From 113ms to 12ms: How Validit Achieved 10x Inference Speed for Real-Time Authenticity Verification with NVIDIA

How an AI identity verification startup used NVIDIA TensorRT, Nsight DL Designer, TAO, and the NGC Catalog to achieve 10x inference speedup, and what that unlocked for real-time deepfake detection.

TL;DR

  • Validit.ai built a real-time AI pipeline for deepfake detection and human authenticity verification in real-time sessions.
  • Joining the NVIDIA Inception program gave access to tools, pre-trained models, and expert guidance that transformed the system performance.
  • Using NVIDIA Nsight DL Designer, inference time on edge devices dropped by 20%, enabling support for a wider range of low-spec hardware.
  • Using the NVIDIA NGC ConvNeXtV2 model via TAO Toolkit, feature extraction throughput increased 4x on the same hardware.
  • Using the NVIDIA TensorRT SDK, inference time dropped from 113 ms to 12 ms, a 10x speedup.
  • Using the NVIDIA ReIdentificationNet from NGC, a second-opinion ensemble model was deployed, improving precision without additional model development.
  • Total business impact: lower cloud costs, faster time to market, broader device support, and a more reliable, scalable AI system.

 

Introduction: The Trust Problem AI Must Solve

The world has a deepfake problem. In 2024, AI-generated synthetic identities and manipulated video became sophisticated enough to fool not just humans, but many automated verification systems. Financial services, government agencies, and high-security enterprises are dealing with an escalating fraud landscape where the question “Is this a real person?” can no longer be answered with a simple ID check.

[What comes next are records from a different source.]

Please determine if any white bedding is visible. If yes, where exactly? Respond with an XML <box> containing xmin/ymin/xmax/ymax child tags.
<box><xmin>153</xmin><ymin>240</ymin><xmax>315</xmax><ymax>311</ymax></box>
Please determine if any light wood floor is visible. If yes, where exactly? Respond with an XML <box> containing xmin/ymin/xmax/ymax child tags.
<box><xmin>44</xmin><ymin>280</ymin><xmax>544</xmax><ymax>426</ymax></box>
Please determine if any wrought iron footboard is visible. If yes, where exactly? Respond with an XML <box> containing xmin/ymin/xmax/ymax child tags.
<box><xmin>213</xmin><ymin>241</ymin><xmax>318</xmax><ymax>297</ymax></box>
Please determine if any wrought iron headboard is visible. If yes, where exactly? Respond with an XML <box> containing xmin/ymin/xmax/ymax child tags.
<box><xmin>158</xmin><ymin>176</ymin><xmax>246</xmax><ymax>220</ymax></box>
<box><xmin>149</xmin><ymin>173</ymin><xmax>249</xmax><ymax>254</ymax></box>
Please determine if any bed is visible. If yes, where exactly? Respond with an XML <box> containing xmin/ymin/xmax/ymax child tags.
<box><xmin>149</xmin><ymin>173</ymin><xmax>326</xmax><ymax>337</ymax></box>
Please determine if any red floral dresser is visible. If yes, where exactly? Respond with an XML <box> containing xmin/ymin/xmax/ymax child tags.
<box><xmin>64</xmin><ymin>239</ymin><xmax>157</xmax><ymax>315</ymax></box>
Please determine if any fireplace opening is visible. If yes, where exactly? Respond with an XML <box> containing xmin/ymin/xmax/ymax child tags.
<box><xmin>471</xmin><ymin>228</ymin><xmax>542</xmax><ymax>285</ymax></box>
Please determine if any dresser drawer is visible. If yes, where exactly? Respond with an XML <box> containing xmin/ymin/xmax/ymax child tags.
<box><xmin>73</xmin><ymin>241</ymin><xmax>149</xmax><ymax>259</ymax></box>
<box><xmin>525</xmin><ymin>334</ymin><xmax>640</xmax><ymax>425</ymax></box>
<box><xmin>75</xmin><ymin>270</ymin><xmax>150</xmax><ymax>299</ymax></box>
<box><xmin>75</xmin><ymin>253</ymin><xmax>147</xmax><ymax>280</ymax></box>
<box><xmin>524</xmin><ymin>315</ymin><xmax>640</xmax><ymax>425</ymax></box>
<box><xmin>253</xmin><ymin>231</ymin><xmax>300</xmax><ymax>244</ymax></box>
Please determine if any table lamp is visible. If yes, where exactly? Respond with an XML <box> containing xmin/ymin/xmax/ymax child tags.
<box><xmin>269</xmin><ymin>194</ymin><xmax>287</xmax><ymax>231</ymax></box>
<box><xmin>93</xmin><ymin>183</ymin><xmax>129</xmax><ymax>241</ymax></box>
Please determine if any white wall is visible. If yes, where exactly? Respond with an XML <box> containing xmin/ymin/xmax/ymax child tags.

Validit.ai was founded to solve exactly this problem. Our mission: “Verifying who’s real and what’s true, in real time, when it matters most.” We build AI systems that evaluate live video sessions to verify human identity and assess the authenticity of assertions made in that session, in real time, without compromising user experience.

The problem is technically brutal. Our pipeline must run on cloud servers and on low-spec edge devices in emerging markets. It must detect face swaps, liveness attacks, and deepfakes simultaneously. It must operate in under 100 milliseconds per frame to feel seamless, at the scale of concurrent enterprise deployments. Early on, it became clear that standard inference pipelines could not meet these requirements.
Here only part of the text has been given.